I would tend to go along with the angle Benthino articulated here…hahahahah.
If you think you need it, you need it; If you don’t, you don’t.
Depends on what you mean by initiation, a transference of spirtual energies perhaps.
I tend to see it as a number of people or perhaps just one(,it may be quite memorable or not) blowing directly on the fire of your bhakti.Instead of embers you’ve got a raging fire,perhaps temporarily… But you must do the work you can do yourself(once you’ve left this company or that gurur or whatever).No one’s going to do that for you.The external guru lights or fires up your bhakti.The rest is up to you.
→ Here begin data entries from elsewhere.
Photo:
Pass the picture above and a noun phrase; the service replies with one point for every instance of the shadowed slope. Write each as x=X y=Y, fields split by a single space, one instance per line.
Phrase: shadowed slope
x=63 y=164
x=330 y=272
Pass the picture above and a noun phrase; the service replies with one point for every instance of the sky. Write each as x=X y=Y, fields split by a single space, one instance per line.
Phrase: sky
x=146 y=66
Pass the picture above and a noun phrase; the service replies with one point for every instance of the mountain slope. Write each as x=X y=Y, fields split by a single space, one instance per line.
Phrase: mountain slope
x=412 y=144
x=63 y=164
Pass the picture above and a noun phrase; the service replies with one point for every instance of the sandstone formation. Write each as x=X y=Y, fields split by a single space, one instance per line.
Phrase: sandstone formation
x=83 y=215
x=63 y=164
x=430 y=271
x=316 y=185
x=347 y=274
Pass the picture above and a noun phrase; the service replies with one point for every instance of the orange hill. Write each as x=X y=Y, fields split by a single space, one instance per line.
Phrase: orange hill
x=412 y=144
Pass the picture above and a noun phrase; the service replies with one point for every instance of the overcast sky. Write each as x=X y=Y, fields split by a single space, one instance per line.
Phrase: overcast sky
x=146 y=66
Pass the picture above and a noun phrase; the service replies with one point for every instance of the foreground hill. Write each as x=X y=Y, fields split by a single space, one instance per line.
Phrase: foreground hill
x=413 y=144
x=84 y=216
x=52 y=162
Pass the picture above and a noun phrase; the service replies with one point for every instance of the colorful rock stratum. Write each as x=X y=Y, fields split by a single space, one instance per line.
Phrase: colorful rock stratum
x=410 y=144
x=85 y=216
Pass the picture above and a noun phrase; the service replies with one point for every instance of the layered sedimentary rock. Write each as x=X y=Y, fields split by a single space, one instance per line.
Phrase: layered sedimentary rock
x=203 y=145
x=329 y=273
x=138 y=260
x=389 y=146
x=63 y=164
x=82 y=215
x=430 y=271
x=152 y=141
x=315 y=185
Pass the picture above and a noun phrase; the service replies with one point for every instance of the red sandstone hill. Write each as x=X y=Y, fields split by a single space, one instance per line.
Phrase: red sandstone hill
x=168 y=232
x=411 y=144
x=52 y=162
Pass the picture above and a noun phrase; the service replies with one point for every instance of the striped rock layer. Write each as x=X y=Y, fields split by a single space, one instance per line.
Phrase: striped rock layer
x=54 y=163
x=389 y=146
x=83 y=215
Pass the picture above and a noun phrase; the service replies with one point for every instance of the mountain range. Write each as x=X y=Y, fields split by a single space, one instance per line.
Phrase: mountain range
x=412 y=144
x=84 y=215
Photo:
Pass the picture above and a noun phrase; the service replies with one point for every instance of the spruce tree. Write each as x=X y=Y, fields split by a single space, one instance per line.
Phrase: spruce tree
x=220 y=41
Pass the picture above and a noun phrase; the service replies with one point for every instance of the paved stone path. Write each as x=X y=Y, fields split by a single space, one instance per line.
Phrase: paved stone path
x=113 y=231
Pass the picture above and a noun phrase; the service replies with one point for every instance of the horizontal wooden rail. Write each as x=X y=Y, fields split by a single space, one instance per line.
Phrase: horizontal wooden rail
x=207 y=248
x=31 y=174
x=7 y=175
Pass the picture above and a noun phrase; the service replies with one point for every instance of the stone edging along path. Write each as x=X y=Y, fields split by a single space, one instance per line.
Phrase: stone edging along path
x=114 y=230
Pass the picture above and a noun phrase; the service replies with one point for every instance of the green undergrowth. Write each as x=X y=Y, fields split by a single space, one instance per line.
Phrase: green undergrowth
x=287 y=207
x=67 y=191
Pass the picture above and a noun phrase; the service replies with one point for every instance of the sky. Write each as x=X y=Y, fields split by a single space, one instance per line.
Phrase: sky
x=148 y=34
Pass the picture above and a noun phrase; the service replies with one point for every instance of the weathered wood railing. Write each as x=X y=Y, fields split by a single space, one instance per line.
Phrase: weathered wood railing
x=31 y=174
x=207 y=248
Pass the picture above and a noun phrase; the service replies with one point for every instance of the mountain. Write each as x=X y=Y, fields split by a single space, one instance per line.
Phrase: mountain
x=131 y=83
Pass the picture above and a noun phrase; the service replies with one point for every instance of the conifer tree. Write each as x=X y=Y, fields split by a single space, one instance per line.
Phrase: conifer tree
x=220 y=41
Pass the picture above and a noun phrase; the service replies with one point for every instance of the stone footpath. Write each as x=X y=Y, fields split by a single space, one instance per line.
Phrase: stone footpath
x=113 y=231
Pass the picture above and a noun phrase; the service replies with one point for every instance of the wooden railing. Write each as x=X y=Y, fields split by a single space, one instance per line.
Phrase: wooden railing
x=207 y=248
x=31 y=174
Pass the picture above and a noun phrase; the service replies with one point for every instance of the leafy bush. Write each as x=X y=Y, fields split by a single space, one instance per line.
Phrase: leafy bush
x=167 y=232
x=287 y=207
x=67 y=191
You need bhakti,spiritual desire.Enough of that and it probably matters much less which school of kriya yoga or path you’ve chosen.Not so sure about inititation.Personally i would regard it with susupicion is my gut-feeling, if people insistent on it being a must,which is not to say it is’nt very useful to some people.
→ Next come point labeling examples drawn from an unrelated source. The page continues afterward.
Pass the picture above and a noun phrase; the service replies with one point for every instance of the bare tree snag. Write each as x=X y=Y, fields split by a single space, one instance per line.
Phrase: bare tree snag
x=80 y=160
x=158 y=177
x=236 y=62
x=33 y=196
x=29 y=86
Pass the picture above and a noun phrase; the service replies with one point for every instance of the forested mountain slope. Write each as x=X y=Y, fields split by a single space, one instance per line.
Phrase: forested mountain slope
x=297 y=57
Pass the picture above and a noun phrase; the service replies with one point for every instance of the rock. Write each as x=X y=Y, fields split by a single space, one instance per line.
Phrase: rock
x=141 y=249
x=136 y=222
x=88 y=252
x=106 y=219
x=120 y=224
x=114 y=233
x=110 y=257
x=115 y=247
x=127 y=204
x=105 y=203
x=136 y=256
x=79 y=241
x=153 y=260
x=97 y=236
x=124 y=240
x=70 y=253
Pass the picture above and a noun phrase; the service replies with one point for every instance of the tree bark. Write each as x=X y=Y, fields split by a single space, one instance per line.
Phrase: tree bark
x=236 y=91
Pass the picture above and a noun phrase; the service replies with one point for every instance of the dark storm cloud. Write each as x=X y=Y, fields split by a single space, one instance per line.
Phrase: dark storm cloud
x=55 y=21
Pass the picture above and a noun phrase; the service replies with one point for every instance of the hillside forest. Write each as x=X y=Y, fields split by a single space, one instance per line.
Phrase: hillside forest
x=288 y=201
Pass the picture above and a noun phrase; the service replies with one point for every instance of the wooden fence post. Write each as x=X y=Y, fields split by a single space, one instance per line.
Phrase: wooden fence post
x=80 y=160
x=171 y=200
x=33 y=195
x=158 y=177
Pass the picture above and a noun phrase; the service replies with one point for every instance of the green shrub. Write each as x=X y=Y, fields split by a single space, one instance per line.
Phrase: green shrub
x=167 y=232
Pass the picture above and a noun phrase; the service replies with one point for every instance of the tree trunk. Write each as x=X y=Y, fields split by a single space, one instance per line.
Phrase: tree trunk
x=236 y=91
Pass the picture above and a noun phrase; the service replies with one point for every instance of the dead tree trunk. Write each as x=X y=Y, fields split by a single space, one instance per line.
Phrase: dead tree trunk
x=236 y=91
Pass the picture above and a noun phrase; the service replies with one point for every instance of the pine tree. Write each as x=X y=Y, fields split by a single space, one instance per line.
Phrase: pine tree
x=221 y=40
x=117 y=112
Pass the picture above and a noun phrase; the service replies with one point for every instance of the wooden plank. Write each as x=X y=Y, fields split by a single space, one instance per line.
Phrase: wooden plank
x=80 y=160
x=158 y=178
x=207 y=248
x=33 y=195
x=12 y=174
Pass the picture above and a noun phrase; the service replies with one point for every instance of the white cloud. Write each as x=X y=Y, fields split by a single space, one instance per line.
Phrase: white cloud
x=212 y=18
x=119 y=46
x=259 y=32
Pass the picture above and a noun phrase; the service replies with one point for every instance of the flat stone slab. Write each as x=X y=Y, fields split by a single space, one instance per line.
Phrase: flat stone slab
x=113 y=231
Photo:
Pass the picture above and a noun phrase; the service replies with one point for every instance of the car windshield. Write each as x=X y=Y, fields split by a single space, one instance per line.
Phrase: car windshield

I agree with Benthino it is a limting mind-structure but i disagree with him when he suggests (elswhere) that all methods can be discarded(yes maybe eventually) and we all just need to rest in pure awareness.This might work for some folk that are laready ripe but it won’t work for everyone.Chances are indeed that it won’t work for most folk,not unless they’ve already done a certain amount of (spiritual) work or effort beforehand.
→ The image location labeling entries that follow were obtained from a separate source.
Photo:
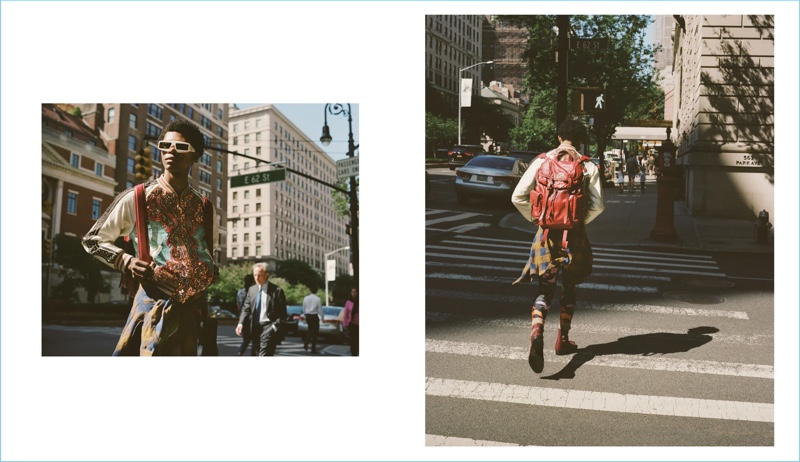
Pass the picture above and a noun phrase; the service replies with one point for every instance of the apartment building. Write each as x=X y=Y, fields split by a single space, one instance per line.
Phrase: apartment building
x=77 y=182
x=294 y=218
x=453 y=42
x=724 y=113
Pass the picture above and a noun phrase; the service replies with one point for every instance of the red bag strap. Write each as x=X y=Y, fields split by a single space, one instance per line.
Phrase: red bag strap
x=141 y=223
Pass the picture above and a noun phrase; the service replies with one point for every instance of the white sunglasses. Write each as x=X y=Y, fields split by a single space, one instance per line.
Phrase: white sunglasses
x=180 y=146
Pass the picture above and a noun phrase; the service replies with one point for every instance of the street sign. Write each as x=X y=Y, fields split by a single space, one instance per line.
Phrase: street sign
x=588 y=44
x=347 y=167
x=258 y=178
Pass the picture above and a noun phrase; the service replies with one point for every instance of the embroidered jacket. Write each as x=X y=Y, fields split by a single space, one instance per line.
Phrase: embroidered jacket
x=176 y=236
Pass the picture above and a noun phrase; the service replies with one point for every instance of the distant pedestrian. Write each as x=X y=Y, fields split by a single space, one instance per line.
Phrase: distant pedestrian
x=547 y=259
x=632 y=169
x=264 y=308
x=312 y=310
x=249 y=281
x=350 y=320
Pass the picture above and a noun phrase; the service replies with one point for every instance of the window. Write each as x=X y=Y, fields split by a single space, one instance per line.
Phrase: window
x=96 y=204
x=72 y=203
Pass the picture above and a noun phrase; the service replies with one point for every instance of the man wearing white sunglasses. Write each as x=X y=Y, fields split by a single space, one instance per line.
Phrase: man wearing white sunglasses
x=169 y=272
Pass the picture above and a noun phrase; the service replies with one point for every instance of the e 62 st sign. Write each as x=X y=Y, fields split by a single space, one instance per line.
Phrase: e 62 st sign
x=258 y=178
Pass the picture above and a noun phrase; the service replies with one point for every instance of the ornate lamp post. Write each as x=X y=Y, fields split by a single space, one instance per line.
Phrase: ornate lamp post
x=336 y=109
x=460 y=92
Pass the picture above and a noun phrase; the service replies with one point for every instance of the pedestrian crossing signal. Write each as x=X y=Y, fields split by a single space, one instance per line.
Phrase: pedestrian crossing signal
x=589 y=100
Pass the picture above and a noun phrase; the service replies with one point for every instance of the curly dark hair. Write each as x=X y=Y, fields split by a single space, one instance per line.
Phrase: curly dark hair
x=189 y=131
x=573 y=130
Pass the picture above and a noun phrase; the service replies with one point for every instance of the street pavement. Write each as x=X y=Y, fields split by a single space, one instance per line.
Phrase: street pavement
x=677 y=348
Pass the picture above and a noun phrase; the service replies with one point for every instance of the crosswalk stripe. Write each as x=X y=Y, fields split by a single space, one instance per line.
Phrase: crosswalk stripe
x=585 y=285
x=601 y=401
x=441 y=440
x=524 y=322
x=652 y=309
x=461 y=216
x=650 y=363
x=610 y=249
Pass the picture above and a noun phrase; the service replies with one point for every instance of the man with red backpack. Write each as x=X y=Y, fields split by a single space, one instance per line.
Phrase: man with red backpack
x=560 y=192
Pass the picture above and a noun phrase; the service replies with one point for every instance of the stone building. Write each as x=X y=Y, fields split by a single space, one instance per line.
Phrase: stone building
x=723 y=113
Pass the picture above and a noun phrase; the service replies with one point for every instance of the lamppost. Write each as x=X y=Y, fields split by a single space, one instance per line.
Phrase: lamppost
x=460 y=92
x=334 y=272
x=336 y=109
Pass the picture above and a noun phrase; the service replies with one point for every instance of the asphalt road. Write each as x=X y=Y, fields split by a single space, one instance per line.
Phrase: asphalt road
x=60 y=340
x=677 y=347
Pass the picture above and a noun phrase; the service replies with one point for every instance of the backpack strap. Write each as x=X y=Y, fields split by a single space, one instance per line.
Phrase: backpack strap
x=141 y=223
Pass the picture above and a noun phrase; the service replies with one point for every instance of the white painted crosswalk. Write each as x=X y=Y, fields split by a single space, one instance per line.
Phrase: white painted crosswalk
x=464 y=270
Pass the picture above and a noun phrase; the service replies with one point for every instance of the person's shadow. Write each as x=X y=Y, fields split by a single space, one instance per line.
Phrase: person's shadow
x=640 y=345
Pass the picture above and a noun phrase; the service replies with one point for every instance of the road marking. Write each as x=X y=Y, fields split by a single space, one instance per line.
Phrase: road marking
x=652 y=309
x=524 y=322
x=601 y=401
x=585 y=285
x=650 y=363
x=441 y=440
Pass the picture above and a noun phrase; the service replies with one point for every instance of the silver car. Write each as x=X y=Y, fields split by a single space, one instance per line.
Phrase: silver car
x=489 y=176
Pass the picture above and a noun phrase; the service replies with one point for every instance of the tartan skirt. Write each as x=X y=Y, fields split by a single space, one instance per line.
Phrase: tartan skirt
x=576 y=261
x=160 y=326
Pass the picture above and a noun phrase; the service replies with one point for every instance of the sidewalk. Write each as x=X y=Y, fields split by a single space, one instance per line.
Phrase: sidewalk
x=629 y=218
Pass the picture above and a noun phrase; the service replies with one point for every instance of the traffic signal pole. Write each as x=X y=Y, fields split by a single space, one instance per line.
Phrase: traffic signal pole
x=562 y=22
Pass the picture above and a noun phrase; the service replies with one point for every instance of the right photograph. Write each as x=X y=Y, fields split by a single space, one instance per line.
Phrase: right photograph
x=599 y=222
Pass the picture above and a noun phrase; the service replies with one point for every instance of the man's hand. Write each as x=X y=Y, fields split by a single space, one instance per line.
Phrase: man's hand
x=140 y=268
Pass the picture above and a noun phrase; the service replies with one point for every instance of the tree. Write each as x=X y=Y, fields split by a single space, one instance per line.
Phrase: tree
x=77 y=268
x=299 y=272
x=624 y=70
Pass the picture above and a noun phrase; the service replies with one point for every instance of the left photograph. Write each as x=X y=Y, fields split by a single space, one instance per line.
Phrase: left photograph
x=181 y=229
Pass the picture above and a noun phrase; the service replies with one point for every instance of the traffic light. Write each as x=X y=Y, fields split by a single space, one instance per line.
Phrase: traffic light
x=588 y=100
x=144 y=163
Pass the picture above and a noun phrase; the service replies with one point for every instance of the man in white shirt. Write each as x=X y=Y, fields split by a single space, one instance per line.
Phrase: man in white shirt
x=312 y=309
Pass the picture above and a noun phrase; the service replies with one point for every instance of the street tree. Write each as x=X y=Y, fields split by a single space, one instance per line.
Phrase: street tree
x=624 y=69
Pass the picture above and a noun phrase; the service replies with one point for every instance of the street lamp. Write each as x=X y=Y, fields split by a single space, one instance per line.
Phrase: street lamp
x=326 y=270
x=336 y=109
x=460 y=92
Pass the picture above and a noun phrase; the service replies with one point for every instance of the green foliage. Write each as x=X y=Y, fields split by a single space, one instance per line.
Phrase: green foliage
x=624 y=70
x=77 y=268
x=231 y=279
x=299 y=272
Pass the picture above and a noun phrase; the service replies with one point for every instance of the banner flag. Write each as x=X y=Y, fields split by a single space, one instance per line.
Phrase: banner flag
x=466 y=92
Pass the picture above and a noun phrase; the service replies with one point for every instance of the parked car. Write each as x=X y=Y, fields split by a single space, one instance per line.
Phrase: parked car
x=329 y=326
x=489 y=176
x=219 y=313
x=463 y=153
x=527 y=156
x=293 y=313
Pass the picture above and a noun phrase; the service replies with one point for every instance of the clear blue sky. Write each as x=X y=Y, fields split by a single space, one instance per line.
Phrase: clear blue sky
x=311 y=117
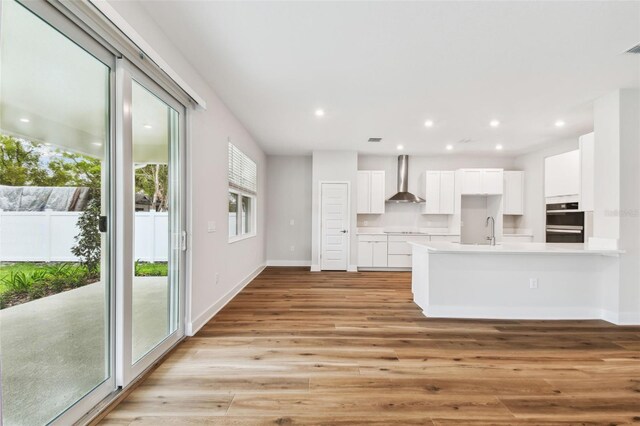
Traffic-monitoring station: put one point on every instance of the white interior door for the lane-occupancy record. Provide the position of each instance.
(334, 218)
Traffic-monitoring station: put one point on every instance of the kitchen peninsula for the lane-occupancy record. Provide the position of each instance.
(512, 280)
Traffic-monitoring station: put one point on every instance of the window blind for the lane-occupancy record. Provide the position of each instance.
(242, 171)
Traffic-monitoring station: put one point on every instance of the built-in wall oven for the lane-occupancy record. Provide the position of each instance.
(565, 223)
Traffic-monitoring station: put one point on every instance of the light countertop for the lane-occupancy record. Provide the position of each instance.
(513, 248)
(395, 231)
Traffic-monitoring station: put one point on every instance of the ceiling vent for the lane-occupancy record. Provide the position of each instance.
(635, 49)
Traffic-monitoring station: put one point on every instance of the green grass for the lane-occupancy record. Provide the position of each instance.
(64, 271)
(27, 268)
(151, 269)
The suggesstion is inititation is an essential ingredient in transmission.It’s just a another of those words to me which could mean a number of things ranging from physical contact to invisible contact…
I think it would be over-dogmatic and prescriptive to attach too much significane about any imagined role and importance it might have on anyone’s " spiritual journey".I prefer the more update modern tek on these things but i am still highly respectful and reverential towards what the ancients have handed down.Withoutthem and the last 5000years or so we’d have pretty much nothing.The ancient scriptures hold much authority,probably why they’ve surivived,being supposedly divinely inspired from the source.It’s always good to question limiting mind and belief structures that keep us remaining tethered to our current state of evolution.It’s interesting that one’s own evolution is (most likely) dependent on everyone else’s.That actually makes sense.
Initiation.Depends what you mean by ‘initiation’.
Alot of yogic practices are buried in scripture. Why were some just preserved orally then?And have they survived?.Was it thought that teachings could end up corrupted or altered by folk adopting them?.I’m not that clear on this- why if oral preservation might have been favoured over textual preservation,if that was the case?..Because it was feared texts could be re-written aand any value lost?.On paper at least, it would seem more likely to be lost if there was no living person to pass it onto.Things have been lost,& later re-discovered &revived.I think in the information age where where most of us can scrutinise everything and google,this is not gonna happen.
My gut-feeling is that most of yoga does’nt strictly need a sriptural authority(or one outside of oneself) or an external guru in the flesh to point the way.Maybe this is like a major new shift in the way spirtual ‘transmission’ is now occurring in the modern age.The way IN is in.
Initiation kind of suggests you’re joinning a clan which some folk might find very helpful on their journey.
And if you google or go to amazon,i’m pretty sure you can find manuals or kriya yoga.Alof of it surely is written down.Just that most of us neither have the inclination ,the energy or the bhakti to pursue it fervently as usually required.